Closed brando90 closed 3 years ago
Optimizer has a list, param_groups. You can modify the learning rate of the optimizer.
optimizer.param_groups[0]['lr'] *= min(1.0, (step+1) / warmup_period)
The huggin face's scheduler first warmups the learning rate gradually from 0 to base_lr
, and then decays the learning rate. My approach multiplies the learning rate with the warmup factor. So, if the same decay schedule is employed, the total learning rate schedules are different.
Hi Tony-Y, So, if I understand correctly, your library applies learning rate decay starting from the initial learning rate (specified in the optimizer constructor) until reaching "warmup_period" right?

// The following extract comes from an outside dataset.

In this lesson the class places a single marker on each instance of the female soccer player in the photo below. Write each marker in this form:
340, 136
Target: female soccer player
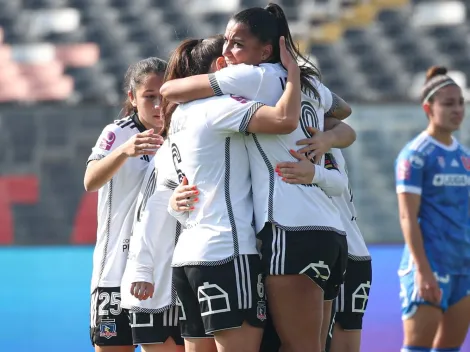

I had understood from the paper https://arxiv.org/pdf/1910.04209.pdf that it first increments the learning rate iteratively (based on "warmup_period"), to then perform the regular learning rate decay with the specified lr_scheduler.
Thank you.
If so, when do we start the learning rate decay for the Adam case? I think that it is preferred to use the same decay schedule for all cases.
Can I implement what you did here but using hugging face? What is the difference of what you did and what is given at hugging face?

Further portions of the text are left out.